April's regulatory story is straightforwardly constructive, and May is delivering on the momentum.

The biggest recent development is that the U.S. Senate Banking Committee advanced the CLARITY Act with a 15-9 vote on May 14, moving it out of committee and toward a full Senate vote. The bill would create a broad federal crypto market structure framework, clarify SEC vs. CFTC jurisdiction, define when tokens are securities versus commodities, and establish rules around DeFi, developers, stablecoins, and intermediaries. Most importantly, it would remove the regulatory uncertainty keeping investors and enterprises from fully embracing crypto markets.

A key breakthrough was a compromise on stablecoin “yield” provisions that had previously stalled negotiations between banks and crypto firms. The revised bill bans interest-like payments on idle stablecoin balances but still allows certain activity-based rewards tied to staking, liquidity provision, or governance.

The broader regulatory picture continues to compound positively. The GENIUS Act's stablecoin framework requires final implementation rules by July, 2026. Perps legalization in the US, as signaled by the CFTC in March, remains on track.
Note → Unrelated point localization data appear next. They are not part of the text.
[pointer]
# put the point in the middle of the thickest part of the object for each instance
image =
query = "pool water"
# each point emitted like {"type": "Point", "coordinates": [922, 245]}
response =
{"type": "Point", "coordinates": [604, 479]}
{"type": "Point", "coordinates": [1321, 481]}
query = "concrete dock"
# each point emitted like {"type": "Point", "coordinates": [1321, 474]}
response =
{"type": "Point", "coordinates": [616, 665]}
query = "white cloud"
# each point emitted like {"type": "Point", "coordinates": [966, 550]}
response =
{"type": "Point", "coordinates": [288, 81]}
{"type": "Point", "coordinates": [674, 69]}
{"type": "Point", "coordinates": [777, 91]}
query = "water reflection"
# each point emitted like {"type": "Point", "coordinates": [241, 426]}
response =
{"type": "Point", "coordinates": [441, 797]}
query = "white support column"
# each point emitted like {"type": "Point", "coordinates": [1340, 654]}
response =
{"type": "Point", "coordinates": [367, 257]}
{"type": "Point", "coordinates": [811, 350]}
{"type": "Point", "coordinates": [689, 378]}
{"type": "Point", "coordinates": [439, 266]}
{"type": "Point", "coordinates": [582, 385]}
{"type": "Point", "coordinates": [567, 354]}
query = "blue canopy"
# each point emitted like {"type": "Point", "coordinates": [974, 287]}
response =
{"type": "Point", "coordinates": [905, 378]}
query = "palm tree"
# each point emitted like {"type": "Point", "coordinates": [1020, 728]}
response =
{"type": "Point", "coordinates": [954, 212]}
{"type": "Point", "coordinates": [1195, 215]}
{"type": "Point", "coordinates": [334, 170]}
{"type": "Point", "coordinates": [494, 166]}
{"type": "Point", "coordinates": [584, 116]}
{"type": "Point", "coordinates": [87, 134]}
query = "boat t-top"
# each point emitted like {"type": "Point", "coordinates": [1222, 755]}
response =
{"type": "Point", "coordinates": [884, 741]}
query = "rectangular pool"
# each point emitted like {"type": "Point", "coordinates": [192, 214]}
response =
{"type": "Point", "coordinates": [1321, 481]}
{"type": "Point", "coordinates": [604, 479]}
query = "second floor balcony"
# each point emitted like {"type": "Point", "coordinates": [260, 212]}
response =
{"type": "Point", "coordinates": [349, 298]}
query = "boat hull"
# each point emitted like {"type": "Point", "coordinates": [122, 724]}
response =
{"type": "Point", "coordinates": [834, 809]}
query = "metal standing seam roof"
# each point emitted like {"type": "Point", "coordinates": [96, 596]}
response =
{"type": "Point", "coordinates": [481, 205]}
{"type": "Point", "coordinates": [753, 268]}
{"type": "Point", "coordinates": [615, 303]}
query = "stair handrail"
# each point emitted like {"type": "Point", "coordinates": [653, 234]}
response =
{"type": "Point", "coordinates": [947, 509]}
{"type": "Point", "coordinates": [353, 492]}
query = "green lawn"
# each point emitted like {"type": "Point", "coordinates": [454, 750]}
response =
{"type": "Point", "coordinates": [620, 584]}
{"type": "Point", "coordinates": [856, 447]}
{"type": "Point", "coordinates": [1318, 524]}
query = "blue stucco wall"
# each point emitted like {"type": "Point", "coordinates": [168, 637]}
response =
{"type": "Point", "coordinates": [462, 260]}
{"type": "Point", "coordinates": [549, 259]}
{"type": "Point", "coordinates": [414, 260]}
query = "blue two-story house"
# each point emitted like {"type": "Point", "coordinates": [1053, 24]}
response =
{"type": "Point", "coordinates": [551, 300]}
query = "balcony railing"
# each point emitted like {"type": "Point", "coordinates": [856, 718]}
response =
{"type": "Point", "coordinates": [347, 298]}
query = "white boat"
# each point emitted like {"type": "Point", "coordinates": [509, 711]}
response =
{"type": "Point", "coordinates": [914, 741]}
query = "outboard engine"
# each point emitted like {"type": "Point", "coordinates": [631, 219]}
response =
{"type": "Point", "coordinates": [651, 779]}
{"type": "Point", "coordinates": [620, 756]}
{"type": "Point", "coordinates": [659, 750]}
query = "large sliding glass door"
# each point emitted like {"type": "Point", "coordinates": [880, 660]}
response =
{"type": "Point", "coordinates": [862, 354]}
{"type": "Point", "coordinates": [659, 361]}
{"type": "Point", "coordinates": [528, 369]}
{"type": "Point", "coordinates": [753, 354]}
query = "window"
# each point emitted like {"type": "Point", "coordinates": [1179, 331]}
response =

And the Trump administration's reversal on AI regulation, with major AI labs now voluntarily submitting models to government review through CAISI, suggests a pragmatic approach to oversight and a positive backdrop tech markets broadly.

Closing Thoughts

We leave April with more conviction than we entered it, and note that the positive catalysts driving crypto market - favorable regulation, tradfi flows, onchain growth - continue despite recent volatility. What’s clear about 2026 thusfar, which is true of past drawdowns in crypto prices, is that volatility has been an opportunity for long-term investors. We believe this has been the case this year, and remain excited for what’s ahead.